|Image from http://suppversity.blogspot.co.uk/2012/08/mutant-milk-new-research-fuels-flames.html|
Homogenising/homogenizing milk has certain advantages, as per Creaming and homogenization.
"No link has been found between atherosclerosis and milk consumption." Hurrah! Not so fast...
According to Mutant Milk!? New Research Fuels the Flames on Hushed Up Concerns About Ill Health Effects of Homogenized Milk, homogenised milk has a different effect in the body (and not in a good way, if you're over-fat) from non-homogenised milk.
"...mice who received the regular formula with small lipid droplets were fatter and had compromised lipid and blood glucose levels, as well as pathologically increased leptin levels." Yeah, mice.

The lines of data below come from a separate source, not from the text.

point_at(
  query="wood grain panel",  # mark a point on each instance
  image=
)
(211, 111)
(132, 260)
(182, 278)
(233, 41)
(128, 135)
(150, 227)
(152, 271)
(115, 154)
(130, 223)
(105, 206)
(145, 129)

I drink Tesco Finest Channel Island Milk (a.k.a. Gold Top Milk). It's "past your eyes" (by law, all shop-bought milk in the UK must be pasteurised) but unhomogenised milk from grass-fed (during the summer) cows. During the summer, the cream is much more yellow than during the winter. To distribute the fat throughout the milk, you have to shake the bottle. Does that smash the milk fat globules to buggery? I think not.
Raw (i.e. unpasteurised) milk is legal in the UK, but the nearest farm where I can buy it is Meadow Cottage Farm in Churt. I used to buy it from them at a Farmer's Market in Aldershot, but that closed.
EDIT: I just noticed something in Why Doesn’t Medical Care Get Better When Doctors Rest More? (hat-tip to Yoni Freedhoff).
"Take heart failure—the most common reason for admission to the hospital in the United States—and a problem that I, as a cardiologist, deal with often." In the US, heart failure is now more common than blocked coronary arteries. See Is Coenzyme Q10 a supplement or a drug? It all depends. Statins reduce Coenzyme Q10 synthesis. Just saying.